Essere nel posto sbagliato al momento sbagliato, ma questo momento si chiama adesso e questo posto, forse, si chiama Italia. Non il Sudamerica degli allarmi sociali quotidiani e della spaventosa violenza di strada, non il Brasile delle favelas che sta per ospitare un
Mondiale pieno di paura. L’Italia, invece. Dove in un normale sabato di sport può capitare di essere colpiti da un proiettile vagante, cosi, nel mezzo di una passeggiata. Dove si può rischiare la vita per niente quando la vita vale, appunto, niente.
L’incredibile pomeriggio dell’Olimpico ha ancora molti punti immersi nel buio, i confini tra pura violenza e calcio malato si confondono, ma quanto si sa è abbastanza. I colpi di pistola, gli agguati, le imboscate, le bombe carta, le lame. I ricatti degli ultras, i giocatori e la parte sana del pubblico in totale ostaggio dei violenti: quelli che alla fine decidono se si possa giocare oppure no, e non è certo la prima volta che succede. Chissà se il capo del governo, allo stadio insieme alla famiglia, avrà preso appunti. Chissà se l’emergenza forse senza ritorno in cui è precipitato il nostro sport più popolare avrà posto nell’agenda del premier.

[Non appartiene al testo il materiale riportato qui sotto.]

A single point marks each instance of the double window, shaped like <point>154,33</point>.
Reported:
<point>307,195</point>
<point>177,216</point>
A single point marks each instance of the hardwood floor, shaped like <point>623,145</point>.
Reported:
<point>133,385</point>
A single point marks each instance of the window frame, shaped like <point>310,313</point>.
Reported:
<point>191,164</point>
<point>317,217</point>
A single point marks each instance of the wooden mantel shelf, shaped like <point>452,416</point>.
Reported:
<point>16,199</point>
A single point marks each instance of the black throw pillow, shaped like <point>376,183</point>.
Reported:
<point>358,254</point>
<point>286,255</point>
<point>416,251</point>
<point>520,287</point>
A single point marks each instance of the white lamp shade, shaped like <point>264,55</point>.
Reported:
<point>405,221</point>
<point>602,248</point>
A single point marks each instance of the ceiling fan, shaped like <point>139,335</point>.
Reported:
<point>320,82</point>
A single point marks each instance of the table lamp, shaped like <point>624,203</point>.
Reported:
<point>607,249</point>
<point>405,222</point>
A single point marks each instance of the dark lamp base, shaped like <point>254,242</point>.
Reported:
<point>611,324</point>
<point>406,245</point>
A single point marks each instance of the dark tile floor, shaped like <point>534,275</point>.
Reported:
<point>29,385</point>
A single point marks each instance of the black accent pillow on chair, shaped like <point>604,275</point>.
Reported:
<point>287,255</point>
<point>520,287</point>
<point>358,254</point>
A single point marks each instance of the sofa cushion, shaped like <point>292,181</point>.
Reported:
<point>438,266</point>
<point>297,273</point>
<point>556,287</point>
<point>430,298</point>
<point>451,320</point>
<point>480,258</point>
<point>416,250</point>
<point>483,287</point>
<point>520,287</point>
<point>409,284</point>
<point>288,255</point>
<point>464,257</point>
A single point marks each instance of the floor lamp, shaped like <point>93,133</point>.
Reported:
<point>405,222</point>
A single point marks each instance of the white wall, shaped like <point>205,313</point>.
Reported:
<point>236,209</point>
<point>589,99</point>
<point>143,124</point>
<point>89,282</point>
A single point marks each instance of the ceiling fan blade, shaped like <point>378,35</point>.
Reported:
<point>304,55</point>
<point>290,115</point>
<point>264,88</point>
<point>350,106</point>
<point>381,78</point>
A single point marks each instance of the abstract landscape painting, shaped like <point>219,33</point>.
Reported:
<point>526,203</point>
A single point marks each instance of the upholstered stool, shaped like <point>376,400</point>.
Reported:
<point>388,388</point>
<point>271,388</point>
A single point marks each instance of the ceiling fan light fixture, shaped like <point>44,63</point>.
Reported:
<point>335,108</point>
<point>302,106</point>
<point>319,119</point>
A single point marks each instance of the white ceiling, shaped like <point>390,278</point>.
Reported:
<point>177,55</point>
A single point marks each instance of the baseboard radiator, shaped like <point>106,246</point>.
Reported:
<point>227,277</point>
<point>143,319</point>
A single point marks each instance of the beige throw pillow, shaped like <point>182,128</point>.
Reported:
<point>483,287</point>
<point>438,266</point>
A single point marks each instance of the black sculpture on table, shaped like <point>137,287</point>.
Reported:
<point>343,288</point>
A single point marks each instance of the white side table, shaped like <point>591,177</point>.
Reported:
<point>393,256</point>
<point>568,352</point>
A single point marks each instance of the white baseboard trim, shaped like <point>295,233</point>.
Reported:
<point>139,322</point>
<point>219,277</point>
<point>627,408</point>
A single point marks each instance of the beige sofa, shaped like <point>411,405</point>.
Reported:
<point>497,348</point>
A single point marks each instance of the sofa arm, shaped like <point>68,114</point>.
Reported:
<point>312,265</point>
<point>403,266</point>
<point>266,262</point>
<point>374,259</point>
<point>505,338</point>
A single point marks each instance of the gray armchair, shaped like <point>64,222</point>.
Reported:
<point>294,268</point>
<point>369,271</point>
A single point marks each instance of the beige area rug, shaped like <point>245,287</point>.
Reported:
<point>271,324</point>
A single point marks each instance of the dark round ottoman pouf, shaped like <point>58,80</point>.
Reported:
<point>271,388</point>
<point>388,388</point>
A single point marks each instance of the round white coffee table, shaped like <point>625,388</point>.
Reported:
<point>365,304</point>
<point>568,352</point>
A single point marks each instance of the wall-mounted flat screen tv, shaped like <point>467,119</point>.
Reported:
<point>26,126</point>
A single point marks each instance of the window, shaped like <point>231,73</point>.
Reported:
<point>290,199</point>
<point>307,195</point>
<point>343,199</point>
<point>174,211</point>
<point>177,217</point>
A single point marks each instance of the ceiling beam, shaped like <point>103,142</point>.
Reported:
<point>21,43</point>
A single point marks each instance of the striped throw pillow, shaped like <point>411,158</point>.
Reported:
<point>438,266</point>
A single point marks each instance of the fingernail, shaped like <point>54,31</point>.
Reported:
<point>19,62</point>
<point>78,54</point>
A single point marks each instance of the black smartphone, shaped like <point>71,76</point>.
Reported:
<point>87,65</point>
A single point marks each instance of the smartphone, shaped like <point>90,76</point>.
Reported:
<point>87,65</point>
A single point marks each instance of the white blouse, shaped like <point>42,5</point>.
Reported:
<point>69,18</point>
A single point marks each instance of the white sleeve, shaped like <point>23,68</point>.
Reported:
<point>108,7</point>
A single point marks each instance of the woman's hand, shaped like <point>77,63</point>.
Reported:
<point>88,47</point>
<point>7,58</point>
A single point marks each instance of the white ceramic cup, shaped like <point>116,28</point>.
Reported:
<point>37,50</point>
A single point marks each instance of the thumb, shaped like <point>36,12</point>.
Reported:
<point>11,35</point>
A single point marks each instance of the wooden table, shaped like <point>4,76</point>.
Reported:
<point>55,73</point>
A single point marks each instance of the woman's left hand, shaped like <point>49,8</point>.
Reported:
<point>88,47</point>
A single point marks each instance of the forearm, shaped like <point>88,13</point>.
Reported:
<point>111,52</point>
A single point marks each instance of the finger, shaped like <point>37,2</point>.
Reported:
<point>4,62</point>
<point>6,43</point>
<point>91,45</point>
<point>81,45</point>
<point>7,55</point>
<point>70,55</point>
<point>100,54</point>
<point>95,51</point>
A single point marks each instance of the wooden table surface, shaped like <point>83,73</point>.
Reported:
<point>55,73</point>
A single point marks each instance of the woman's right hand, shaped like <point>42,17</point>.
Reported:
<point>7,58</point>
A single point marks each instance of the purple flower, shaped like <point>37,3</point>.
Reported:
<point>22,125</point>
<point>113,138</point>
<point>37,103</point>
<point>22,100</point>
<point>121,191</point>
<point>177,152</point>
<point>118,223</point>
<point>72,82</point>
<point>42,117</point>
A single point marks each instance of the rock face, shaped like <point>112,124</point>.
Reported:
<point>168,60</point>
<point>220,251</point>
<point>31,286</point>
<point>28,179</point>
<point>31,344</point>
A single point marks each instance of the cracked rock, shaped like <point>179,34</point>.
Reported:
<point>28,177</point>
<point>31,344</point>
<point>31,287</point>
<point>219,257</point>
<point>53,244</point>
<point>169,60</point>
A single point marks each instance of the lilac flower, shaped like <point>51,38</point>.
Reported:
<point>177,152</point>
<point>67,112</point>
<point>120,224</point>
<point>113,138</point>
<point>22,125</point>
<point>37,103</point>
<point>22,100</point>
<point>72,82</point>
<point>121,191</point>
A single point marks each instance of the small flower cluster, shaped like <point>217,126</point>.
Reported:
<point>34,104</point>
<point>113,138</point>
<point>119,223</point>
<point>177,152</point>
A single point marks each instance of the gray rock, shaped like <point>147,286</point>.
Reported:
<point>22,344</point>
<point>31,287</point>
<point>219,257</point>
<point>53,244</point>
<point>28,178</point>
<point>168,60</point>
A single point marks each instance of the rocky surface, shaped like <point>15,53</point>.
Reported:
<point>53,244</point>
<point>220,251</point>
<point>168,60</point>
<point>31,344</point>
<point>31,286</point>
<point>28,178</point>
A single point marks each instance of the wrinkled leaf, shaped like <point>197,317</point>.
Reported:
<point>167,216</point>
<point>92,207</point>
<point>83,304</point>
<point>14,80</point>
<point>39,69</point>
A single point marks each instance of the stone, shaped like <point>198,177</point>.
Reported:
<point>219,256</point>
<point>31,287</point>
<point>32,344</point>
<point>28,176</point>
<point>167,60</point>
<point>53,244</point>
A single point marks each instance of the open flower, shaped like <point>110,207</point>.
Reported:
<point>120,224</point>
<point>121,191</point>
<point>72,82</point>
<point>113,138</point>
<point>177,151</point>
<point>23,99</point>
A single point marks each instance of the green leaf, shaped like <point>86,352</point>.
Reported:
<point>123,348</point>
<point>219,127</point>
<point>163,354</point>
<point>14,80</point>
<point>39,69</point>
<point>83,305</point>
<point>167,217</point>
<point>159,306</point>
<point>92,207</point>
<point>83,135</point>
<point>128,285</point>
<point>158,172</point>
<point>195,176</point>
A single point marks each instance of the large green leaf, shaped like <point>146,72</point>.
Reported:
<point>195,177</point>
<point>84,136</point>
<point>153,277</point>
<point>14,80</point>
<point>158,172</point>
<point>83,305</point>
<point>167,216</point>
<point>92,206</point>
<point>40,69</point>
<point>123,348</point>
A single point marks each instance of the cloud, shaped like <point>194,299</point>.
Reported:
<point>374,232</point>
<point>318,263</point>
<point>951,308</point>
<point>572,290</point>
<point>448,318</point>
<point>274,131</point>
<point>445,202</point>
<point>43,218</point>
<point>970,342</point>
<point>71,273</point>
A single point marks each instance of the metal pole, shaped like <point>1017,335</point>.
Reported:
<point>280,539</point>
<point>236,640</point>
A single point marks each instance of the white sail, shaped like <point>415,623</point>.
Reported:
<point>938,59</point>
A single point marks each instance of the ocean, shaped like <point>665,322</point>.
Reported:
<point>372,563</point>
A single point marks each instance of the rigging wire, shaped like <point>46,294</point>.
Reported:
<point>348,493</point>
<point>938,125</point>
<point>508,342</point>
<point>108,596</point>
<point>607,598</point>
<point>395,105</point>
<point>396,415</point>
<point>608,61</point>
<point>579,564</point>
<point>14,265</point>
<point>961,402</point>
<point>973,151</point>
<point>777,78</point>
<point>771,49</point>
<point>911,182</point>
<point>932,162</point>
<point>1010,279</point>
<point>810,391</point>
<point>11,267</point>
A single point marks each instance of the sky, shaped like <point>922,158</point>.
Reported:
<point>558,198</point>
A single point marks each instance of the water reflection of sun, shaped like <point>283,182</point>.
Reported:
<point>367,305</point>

Il calcio è da troppo tempo una zona franca, senza legge, anzi senza la legge dello Stato: quella dei delinquenti e dei teppisti conosce invece giurisdizione piena. Se questo è il clima, se questa è la giungla, è logico che le bestie la facciano da padroni. Sanno di essere impuniti, e agiscono non solo dentro lo stadio ma più spesso fuori, dove la criminalità comune e quella da stadio si fondono e approfittano del caos. E forse è ora di annullare le differenze, di smetterla con i distinguo: perché quei criminali sono una cosa sola, un’identica sporca razza.
Lo Stato è storicamente sconfitto perché non ha saputo isolare, combattere, identificare e punire: i Daspo sono carezze, con un buon avvocato si neutralizzano, e mai una volta che si riesca davvero a spezzare la dinamica del branco. Nessuna punizione è un vero deterrente, la massa cieca governata dai peggiori ha sempre la meglio, grazie anche alla complicità di molti club sotto ricatto. Oppure, peggio, conniventi.
La legge del circo (quando muore il trapezista, entrano i clown) ha stabilito dalla sera dell’Heysel che si deve giocare ad ogni costo. Ragioni di ordine pubblico, le chiamano. Ma questa diventa un’arma per i delinquenti: sanno che lo spettacolo non finisce mai, qualunque cosa facciano. È stato triste, oltre che intollerabile, assistere alla finale di Coppa Italia nell’eco delle bombe carta, dopo la grottesca “riunione” tra calciatori e curve. Già visto pure questo, sempre all’Olimpico, nella sera di quel derby in cui gli ultras decisero che non si doveva giocare e basta, nonostante la notizia del ragazzino morto fosse per fortuna falsa. Comandano loro, e basta. E noi, invece, qui a discutere dell’arbitro.
In questo posto che si chiama Italia, un posto sbagliato, sarebbe normale se la gente normale decidesse di non rischiare la vita per una partita di calcio, e facesse altro. Ma sarebbe ancora più normale se uno Stato normale riuscisse a proteggere e tutelare normalmente la vita, la salute e la libertà delle persone. Altrimenti è ferito a morte lui.